Dicevi che avevi scritto il disco per essere suonato da una rock band, invece hai ripiegato su un minimalismo quasi assoluto…
«Il rapporto con Maurizio Borgna mi ha illuminato. L’uso con i synth modulari è stato azzeccato e lui è un musicista veramente bravo. C’è una matrice psichedelica presente in tutto l’album, come avrai potuto sentire. Una sorta di cantautorato 2.0!».

È il tuo primo disco solista, visto che da sempre collabori con numerose band, Indianizer, Foxhound, Talky Nerds, Love Trap…
«Sì, anche se continuo a credere fermamente che la strada collettiva nella musica sia quella più formativa. Solo dopo aver suonato per 15 anni in gruppi mi sono sentito pronto ad affrontare un disco da solista.
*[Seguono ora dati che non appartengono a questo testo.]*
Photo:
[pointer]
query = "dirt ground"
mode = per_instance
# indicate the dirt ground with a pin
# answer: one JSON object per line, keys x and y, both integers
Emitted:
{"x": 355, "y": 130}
Il confronto con più musicisti in una band ti aiuta a capire cosa tu pretendi dagli altri e cosa gli altri pretendono da te».

Nella musica, soprattutto quella mainstream, si tende a essere molto “solisti”…
«È una evoluzione: nei giovani vedo poca curiosità di vivere un mondo in cui prevalgano i contatti umani e non social, in cui si formi un’identità di percezioni dei fatti, anche se sono convinto che ci sia un’attenzione verso questioni politiche, dall’ambiente alla sostenibilità».

I cantautori – e ce ne sono parecchi di bravi –  non riescono a uscire dal loro mondo di aficionados
«I cantautori non si affermano proprio perché sono tali. In Italia c’è una tendenza a ragionare sul singolo, c’è il bisogno di creare il culto del personaggio. Invece sarebbe utile una visione collettiva più condivisa, soprattutto nella musica e nell’arte».

Che cosa vorresti come artista?
«Più pubblico, vorrei vedere più pubblico. Se ne sta parlando tanto in questo periodo, soprattutto dopo i due anni di chiusura causa pandemia. Certo il Covid ha influito pesantemente, ma non è stato la causa di questa situazione. Vedo poco supporto da parte delle istituzioni per un mondo artistico che non sia quello già affermato».